¿Puede la derecha ser feminista?
Si se cruzan el reciente 8M con la llegada al poder de José Antonio Kast, la pregunta del epígrafe surge casi de manera natural. Pero no porque quepa exigirle a un eventual “gobierno de emergencia” que se declare feminista. La cuestión es más de fondo: se vincula con si en el ethos de la derecha cabe realmente el feminismo. Y, aunque siempre existen excepciones que confirman la regla, los comentarios que suelen escucharse sugieren que el feminismo es percibido como una causa ajena y eminentemente de izquierda.
De hecho, en estos días pudo apreciarse que muchos de esos comentaristas —incluyendo a algunas mujeres— asocian el feminismo con su peor versión: una versión estridente, performativa y provocadora, más orientada a impactar mediáticamente que a ofrecer una reflexión intelectual o una propuesta sustantiva. Sin embargo, esa no es la única cara del feminismo. Existe también una tradición reflexiva y propositiva que puede rastrearse en numerosos autores a lo largo de la historia, especialmente desde el siglo XVIII hasta nuestros días. Pensadores como Mary Wollstonecraft o John Stuart Mill defendieron la igualdad entre hombres y mujeres desde la libertad individual. En términos simples, entendían la igualdad femenina como la extensión o vindicación de los mismos derechos de que ya gozaban los hombres. Más tarde, en el siglo XX, autoras como Betty Friedan o Susan Moller Okin contribuyeron a renovar esa reflexión al denunciar algunas formas más sutiles de subordinación femenina, tanto dentro como fuera del espacio doméstico.

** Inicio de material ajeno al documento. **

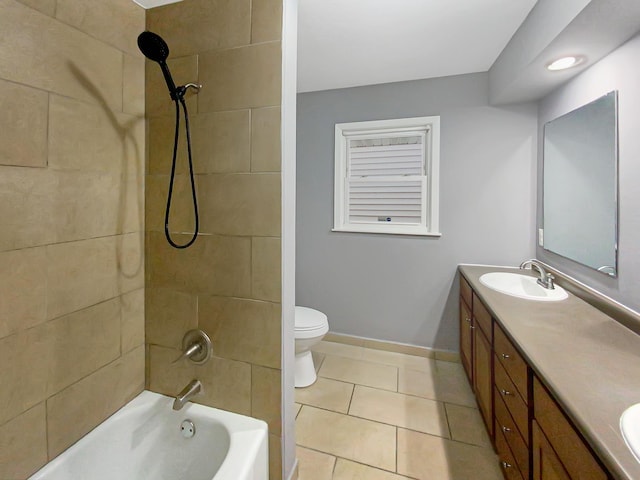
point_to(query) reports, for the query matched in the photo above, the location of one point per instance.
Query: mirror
(580, 189)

Esta distinción no es importante por un simple capricho intelectual, ni solo porque la teoría feminista contenga reflexiones profundas dignas de estudio académico. También lo es en términos políticos. ¿Posee la derecha, considerada en su conjunto, un discurso de fondo capaz de fundamentar políticas públicas relacionadas, directa o indirectamente, con las mujeres? ¿Podrá ella responder a los argumentos que, tarde o temprano, provendrán de ciertos feminismos de izquierda, algunos de ellos abiertamente esencialistas y críticos de la democracia liberal? ¿Puede ese discurso encontrarse fuera del feminismo, incluso fuera del feminismo liberal?

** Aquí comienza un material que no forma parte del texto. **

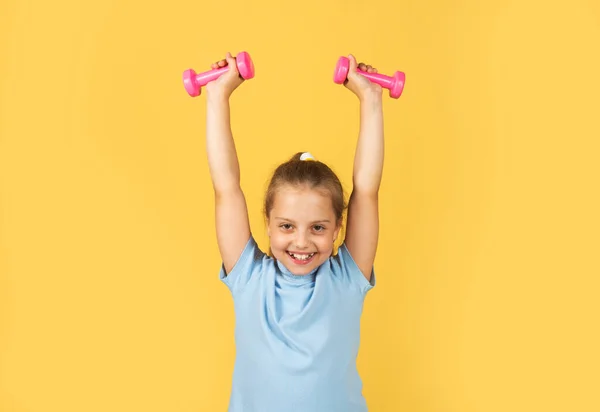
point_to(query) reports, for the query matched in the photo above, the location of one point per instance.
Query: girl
(298, 308)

Si con el paso del tiempo la noción de “emergencia” termina convirtiéndose en una herramienta omnicomprensiva, resulta difícil pensar que la situación de las mujeres pueda solo abordarse desde un enfoque asistencialista o ejecutivo, sin un repertorio conceptual más amplio. Inevitablemente habrá que optar: o se defiende, desde un marco conceptual sustantivo, la igual libertad de las mujeres; o, quizás bajo la excusa de la emergencia, se termina reforzando —por no decir restaurando— el rol accesorio y subordinado de ellas en la sociedad. La buena noticia es que no es necesario optar entre conservadurismo y socialismo. Basta romper, como tanto insistiera Karl Popper, con el mito de que el origen determina el destino. En este desafío consiste, precisamente, la diferencia entre una sociedad abierta y una sociedad cerrada. También para la mitad del género humano.